店主の青野外四さんは「包装するために使っている袋、パンを一つ一つ包装するために使っている袋、こういったものにかなり影響が出てきている」と話す通り、店では数カ月前からパンを包装するビニールの袋やパンの型崩れを防ぐプラスチック容器、そして持ち帰り用のプラバッグなどナフサ由来の製品が手に入りづらくなっているという。
品薄で価格は1.5倍に
青野さんは「在庫もだいぶ少なくなってきている。入らないというところまではきていないが、数はだいぶ少なくなってきている」と嘆く。
手に入ったとしても、これまでと比べ1.5倍ほどの価格に跳ね上がっているという。
こうした影響を受け、店では5月1日から持ち帰り用のプラバッグを3円~5円値上げ。買い物客にはエコバッグの活用を呼びかけている。
政府に動きも「現場は変化なし」
このような現場の声に対し、高市総理は「ナフサ由来の石油製品について供給継続は可能」と、これまで通りの説明を続ける一方、21日の関係閣僚会議では流通の目詰まり解消を指示した。
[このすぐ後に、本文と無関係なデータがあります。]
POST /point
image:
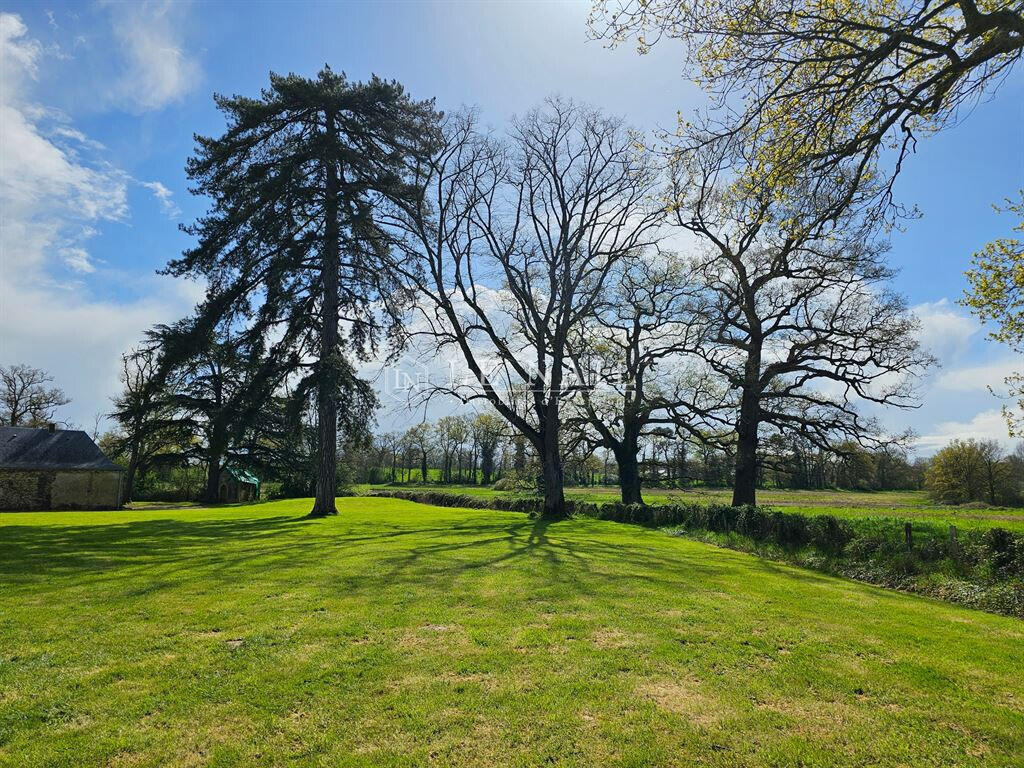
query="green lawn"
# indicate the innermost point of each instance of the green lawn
(400, 634)
(906, 505)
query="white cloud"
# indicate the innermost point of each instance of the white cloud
(984, 426)
(49, 196)
(164, 196)
(159, 70)
(55, 194)
(978, 378)
(945, 330)
(78, 259)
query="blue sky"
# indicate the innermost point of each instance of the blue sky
(100, 101)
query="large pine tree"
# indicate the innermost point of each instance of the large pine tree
(291, 250)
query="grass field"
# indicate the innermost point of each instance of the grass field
(401, 634)
(907, 505)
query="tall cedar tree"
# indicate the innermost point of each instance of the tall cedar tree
(291, 248)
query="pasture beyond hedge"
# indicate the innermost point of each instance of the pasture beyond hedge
(980, 567)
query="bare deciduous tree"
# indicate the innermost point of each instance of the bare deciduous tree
(634, 350)
(27, 400)
(516, 241)
(794, 290)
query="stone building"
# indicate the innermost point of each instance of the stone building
(238, 485)
(55, 469)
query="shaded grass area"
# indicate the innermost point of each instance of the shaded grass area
(400, 634)
(903, 505)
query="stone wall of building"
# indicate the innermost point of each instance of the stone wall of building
(28, 489)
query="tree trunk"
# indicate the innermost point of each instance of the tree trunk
(744, 487)
(554, 492)
(327, 407)
(130, 474)
(629, 474)
(212, 477)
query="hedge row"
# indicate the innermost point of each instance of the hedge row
(993, 553)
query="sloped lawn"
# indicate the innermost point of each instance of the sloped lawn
(399, 634)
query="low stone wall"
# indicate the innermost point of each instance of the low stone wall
(29, 489)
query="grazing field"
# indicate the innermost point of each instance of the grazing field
(906, 505)
(400, 634)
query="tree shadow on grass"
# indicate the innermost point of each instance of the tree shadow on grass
(368, 551)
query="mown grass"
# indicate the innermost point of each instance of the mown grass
(903, 505)
(399, 634)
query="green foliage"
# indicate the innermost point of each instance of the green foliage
(972, 470)
(995, 295)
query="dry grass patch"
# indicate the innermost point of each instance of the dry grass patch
(686, 698)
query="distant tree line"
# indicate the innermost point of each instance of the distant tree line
(481, 450)
(347, 220)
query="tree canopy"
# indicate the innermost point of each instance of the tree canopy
(296, 264)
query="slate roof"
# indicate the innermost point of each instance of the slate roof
(25, 448)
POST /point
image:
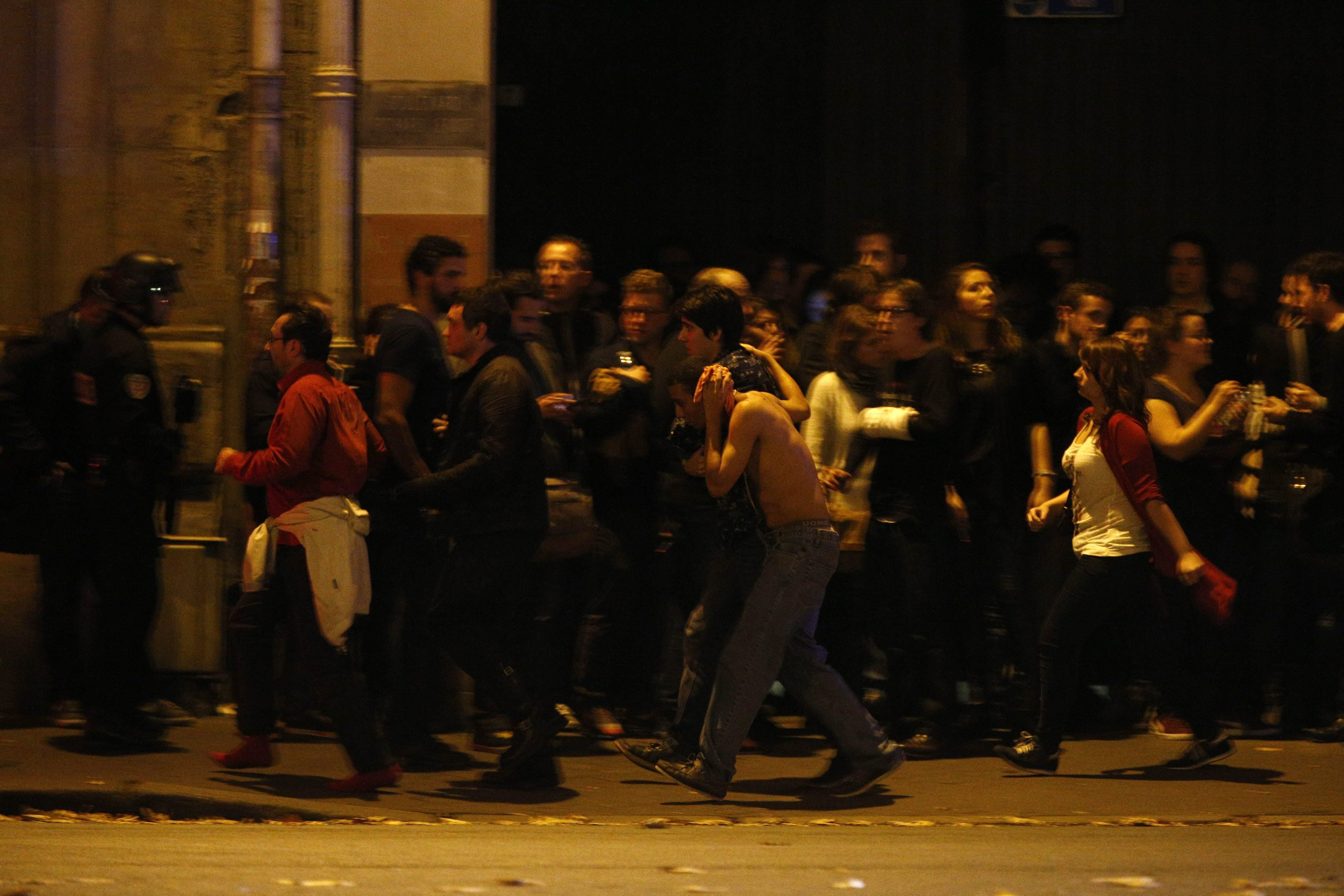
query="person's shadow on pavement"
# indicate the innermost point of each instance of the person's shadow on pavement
(1229, 774)
(85, 747)
(803, 800)
(478, 793)
(293, 786)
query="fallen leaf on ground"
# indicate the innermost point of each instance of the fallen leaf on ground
(1291, 883)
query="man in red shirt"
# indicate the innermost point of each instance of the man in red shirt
(320, 451)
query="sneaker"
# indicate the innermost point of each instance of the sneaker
(838, 769)
(694, 776)
(1202, 753)
(366, 781)
(253, 753)
(1170, 727)
(493, 739)
(1331, 734)
(600, 724)
(166, 712)
(650, 755)
(1030, 755)
(866, 776)
(924, 745)
(66, 714)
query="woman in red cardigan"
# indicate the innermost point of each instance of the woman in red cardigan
(1122, 527)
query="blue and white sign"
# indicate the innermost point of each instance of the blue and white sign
(1065, 9)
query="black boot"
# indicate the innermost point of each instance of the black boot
(536, 722)
(536, 773)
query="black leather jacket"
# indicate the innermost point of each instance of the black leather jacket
(493, 473)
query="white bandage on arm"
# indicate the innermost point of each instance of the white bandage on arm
(888, 422)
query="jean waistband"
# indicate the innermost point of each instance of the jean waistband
(799, 530)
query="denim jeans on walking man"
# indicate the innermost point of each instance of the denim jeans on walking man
(775, 640)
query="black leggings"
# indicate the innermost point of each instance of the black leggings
(1108, 592)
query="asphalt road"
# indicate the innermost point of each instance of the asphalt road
(1099, 780)
(201, 860)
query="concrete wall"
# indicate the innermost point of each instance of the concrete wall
(408, 193)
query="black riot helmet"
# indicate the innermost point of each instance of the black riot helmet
(142, 283)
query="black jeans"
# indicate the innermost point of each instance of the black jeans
(483, 614)
(104, 537)
(707, 632)
(1123, 590)
(334, 672)
(405, 562)
(911, 601)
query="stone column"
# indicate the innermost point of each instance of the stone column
(334, 88)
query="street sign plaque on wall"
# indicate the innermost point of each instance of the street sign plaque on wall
(424, 115)
(1065, 9)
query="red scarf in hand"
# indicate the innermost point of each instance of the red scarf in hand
(1129, 455)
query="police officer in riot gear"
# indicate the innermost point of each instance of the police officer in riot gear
(97, 456)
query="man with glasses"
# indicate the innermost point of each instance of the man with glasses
(565, 268)
(619, 629)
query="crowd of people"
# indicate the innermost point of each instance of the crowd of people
(924, 518)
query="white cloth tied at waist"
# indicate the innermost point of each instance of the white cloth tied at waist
(332, 533)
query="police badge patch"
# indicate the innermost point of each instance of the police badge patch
(136, 386)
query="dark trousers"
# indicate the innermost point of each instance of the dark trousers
(733, 574)
(107, 540)
(911, 600)
(401, 653)
(1123, 592)
(334, 672)
(616, 651)
(484, 616)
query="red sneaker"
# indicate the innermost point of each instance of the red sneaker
(1171, 727)
(253, 753)
(363, 781)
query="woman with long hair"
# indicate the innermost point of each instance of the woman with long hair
(1197, 460)
(1122, 526)
(858, 353)
(988, 481)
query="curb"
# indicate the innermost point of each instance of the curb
(167, 803)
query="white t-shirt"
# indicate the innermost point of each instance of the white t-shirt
(1105, 523)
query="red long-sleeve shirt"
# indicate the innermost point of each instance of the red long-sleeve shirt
(320, 442)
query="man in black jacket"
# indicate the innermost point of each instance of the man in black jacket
(491, 491)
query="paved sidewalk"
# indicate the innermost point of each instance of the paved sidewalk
(1101, 781)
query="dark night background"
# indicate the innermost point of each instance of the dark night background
(746, 125)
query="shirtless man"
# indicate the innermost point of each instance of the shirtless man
(750, 433)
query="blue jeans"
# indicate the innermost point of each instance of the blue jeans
(775, 640)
「原油やナフサ由来の化学製品を含む石油製品は年を越えて供給継続は可能だが、地方経産局と連携して包装資材の流通の目詰まり箇所を特定し、解消していく」と話す高市総理。
こうした政府の動きについて青野さんは「現場で起きていることに何も変化が起きていない。ひっ迫している状態は続いているので、安心というところにはいかない」と指摘。
店が頭を悩ませるのは、ナフサ不足だけではない。
「ダブル…トリプルパンチ」
数年前から小麦など材料費の高騰が続き、去年の秋と今年の春に一部商品の値上げに踏み切っていた。
そして、ここにきて包装資材の品薄と価格高騰に直面しているのだ。
「ダブルパンチ、トリプルパンチというところ。食パンだったり、日常生活に店が客と一緒にあるという店を目指しているので、なるべく値上げはしたくない」と青野さんは話すが、先行き不透明な状況がいつまで続くのか…。
現場の不安は尽きないのが実情だ。